Within arithmetic contexts—such as $((...)), ((...)), the let builtin, or variables typed with declare -i—the ** token functions as a right-associative exponentiation operator. It evaluates the left operand (base) raised to the power of the right operand (exponent). Because Bash arithmetic is strictly limited to fixed-width integers (typically 64-bit signed integers), the ** operator does not support floating-point operands. Negative exponents are invalid and will trigger an explicit error (e.g., bash: exponent less than 0), aborting the arithmetic evaluation. Operations exceeding the maximum integer limit will silently overflow. Unlike other arithmetic operators, Bash does not implement a compound exponentiation assignment operator (**=). The result of an exponentiation must be explicitly assigned back to a variable.
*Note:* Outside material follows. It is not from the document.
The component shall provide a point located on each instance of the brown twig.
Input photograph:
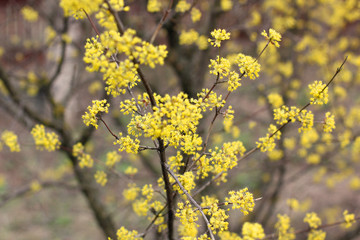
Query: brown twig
(192, 200)
(162, 21)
# Standard arithmetic expansion syntax
result=$(( base ** exponent ))


# Explicit assignment within arithmetic context
(( base = base ** exponent ))


# Builtin evaluation syntax
let "result = base ** exponent"

2. Pathname Expansion (Globstar)

During pathname expansion (globbing), ** acts as a recursive matching operator. By default, this behavior is disabled and must be explicitly activated using the shopt builtin to set the globstar option (introduced in Bash 4.0). When globstar is enabled, the ** token matches all files, as well as zero or more directories and subdirectories. The evaluation engine traverses the directory tree recursively. Since Bash 4.3, the ** operator explicitly does not traverse symbolic links that point to directories. This is a vital safety mechanism designed to prevent infinite recursion loops during directory tree traversal. Crucially, ** does not match hidden files or traverse into hidden directories (those starting with .) unless the dotglob shell option is explicitly enabled via shopt -s dotglob.
  • If ** appears alone, it matches all non-hidden files and directories in the current directory tree.
  • If ** is followed by a slash (**/), the expansion is strictly restricted to directories and subdirectories, excluding standard files.
  • If ** is part of a larger pattern (e.g., **/*.txt), it applies the suffix pattern to all files and directories discovered during the recursive traversal.

# Activation requirements
shopt -s globstar
shopt -s dotglob  # Optional: required to match and traverse hidden files/directories


# Syntax variations (passed as arguments to a command to prevent execution errors)
echo **          # Expands to all files and zero or more directories recursively
echo **/         # Expands strictly to zero or more directories recursively
echo **/*        # Expands to all files and directories within the recursive directory tree
echo **/pattern  # Expands to files/directories matching 'pattern' in the current directory and all subdirectories
Note: If the globstar option is disabled, Bash treats ** identically to a single * (standard wildcard), matching only files and directories in the immediate current working directory.